La stevia è una pianta naturalmente dolcificante usata in cucina e utile per chi soffre di glicemia alta. Quali sono le proprietà e i benefici? Come utilizzare la stevia? Quali sono le controindicazioni?

 

La stevia (Stevia rebaudiana), è una piccola pianta originaria dell'America del sud e utilizzata dai curanderos locali; oggi è nota per il suo elevato potere dolcificante ed è priva di calorie. Appartiene alla famiglia delle Compositae o Asteraceae ed è facile da coltivare ed autoprodurre. Scopriamola meglio.

>  1. Proprietà della stevia

>  2. Benefici e modalità d'uso

>  3. Controindicazioni della stevia

>  4. Descrizione della pianta, habitat e coltivazione

>  5. Cenni storici

Stevia

 

Proprietà della stevia

La stevia una piccola pianta perenne, che appartiene alla famiglia delle Compositae o Asteraceae, arriva dal sud America e ha un’enorme capacità dolcificante.

I principi attivi della Stevia rebaudiana, così chiamata scientificamente, dal nome del suo scopritore Rebaudi, sono lo stevioside, il rebaudioside A, il rebaudioside C, la dulcoside A. In natura sono state descritte in realtà più di 150 specie di stevia, ma la rebaudiana è l'unica ad avere anche importanti proprietà dolcificanti.

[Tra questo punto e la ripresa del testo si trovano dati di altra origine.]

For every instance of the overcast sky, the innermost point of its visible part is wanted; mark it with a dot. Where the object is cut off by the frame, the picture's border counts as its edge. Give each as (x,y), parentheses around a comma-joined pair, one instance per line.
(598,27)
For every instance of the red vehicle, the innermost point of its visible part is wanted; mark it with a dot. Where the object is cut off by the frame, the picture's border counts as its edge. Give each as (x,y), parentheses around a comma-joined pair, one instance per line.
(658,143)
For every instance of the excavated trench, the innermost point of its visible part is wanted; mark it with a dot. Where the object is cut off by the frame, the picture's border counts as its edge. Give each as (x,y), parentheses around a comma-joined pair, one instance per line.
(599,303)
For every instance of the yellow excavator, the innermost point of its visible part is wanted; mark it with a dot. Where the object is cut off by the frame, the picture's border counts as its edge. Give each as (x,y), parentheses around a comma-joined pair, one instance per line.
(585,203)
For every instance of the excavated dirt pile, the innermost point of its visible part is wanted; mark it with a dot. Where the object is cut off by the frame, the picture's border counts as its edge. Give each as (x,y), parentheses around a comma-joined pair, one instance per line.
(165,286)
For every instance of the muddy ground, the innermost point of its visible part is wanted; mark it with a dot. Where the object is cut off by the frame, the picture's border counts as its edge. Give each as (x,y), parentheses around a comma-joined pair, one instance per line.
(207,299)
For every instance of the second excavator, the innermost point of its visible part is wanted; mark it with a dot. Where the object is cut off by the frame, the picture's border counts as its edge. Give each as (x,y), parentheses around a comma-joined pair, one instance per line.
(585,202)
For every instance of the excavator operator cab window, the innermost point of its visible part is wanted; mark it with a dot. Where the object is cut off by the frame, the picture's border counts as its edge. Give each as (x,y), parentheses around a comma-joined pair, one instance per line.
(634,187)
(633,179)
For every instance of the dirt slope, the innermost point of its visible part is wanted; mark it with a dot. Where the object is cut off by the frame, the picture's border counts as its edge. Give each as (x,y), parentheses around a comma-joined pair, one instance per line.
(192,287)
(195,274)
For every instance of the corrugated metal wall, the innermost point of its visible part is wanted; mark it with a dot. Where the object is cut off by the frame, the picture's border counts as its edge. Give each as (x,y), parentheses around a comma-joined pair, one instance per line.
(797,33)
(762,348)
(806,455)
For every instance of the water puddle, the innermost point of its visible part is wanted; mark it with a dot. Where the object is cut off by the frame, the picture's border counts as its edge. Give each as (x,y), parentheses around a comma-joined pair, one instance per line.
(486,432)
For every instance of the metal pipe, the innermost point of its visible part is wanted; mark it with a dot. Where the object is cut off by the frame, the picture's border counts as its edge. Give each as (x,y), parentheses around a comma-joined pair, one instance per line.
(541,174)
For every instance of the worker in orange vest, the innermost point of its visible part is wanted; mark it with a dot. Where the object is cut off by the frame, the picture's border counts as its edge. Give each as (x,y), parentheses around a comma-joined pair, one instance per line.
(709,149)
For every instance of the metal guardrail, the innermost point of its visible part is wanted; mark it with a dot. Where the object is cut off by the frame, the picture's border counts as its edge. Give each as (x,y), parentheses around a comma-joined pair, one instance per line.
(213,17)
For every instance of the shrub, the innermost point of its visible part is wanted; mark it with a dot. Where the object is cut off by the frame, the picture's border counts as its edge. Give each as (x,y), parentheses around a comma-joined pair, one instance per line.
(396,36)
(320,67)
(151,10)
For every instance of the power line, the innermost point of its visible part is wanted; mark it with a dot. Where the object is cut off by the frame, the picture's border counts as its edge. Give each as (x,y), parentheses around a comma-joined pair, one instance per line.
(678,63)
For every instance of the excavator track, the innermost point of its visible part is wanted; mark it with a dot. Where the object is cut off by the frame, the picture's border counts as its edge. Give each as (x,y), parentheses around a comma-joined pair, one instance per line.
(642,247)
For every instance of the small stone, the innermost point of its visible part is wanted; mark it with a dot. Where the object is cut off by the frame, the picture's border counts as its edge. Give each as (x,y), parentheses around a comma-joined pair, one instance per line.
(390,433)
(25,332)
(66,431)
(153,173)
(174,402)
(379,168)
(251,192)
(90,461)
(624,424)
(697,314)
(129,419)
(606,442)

I principi attivi edulcoranti si estraggono principalmente dalle foglie seccate e disidratate. A seconda della modalità di impiego può risultare più o meno dolce: la stevia si può consumare sia in foglie fresche che anche in polvere, sotto forma di estratto disidratato, una polverina bianca, o concentrato liquido.


Per 100 grammi di stevia si ha un apporto di 0 calorie, 0 proteine, 0 grassi, 0 fibre, 0 sodio; 95 grammi di carboidrati, 95 grammi di zuccheri.

 

Benefici e modalità d'uso della stevia

In medicina la stevia è impiegata anche oggi, in particolar modo per chi soffre di glicemia alta, per la cura esterna della pelle (efficace contro acne, disidratazione, rughe e inestetismi cutanei) e nel trattamento dell'ipertensione.

Viste le sue proprietà, la stevia può anche essere efficace per fronteggiare il diabete, il sovrappeso e altri disturbi simili connessi con il consumo degli zuccheri.

Per quanto riguarda l'uso, la stevia in cucina si impiega tanto per dolcificare bevande fredde o calde, quanto per preparare dolci e simili. Importante è sapere che non tutta la stevia così come viene lavorata, in polvere, pura, in estratto liquido o cristalli che sia, dolcifica allo stesso modo.

Quando la stevia viene usata in cucina come prodotto puro, va dosata con parsimonia, accuratamente misurata nelle quantità, perché il suo retrogusto dolciastro, che ricorda vagamente la liquirizia, potrebbe essere troppo forte.

Bisogna considerare, infatti, che un cucchiaino da caffè pieno di stevia pura, che equivale a circa 2,5 grammi di prodotto, dolcifica come 800 grammi di zucchero, ovvero più del doppio delle quantità che solitamente servono per fare una torta.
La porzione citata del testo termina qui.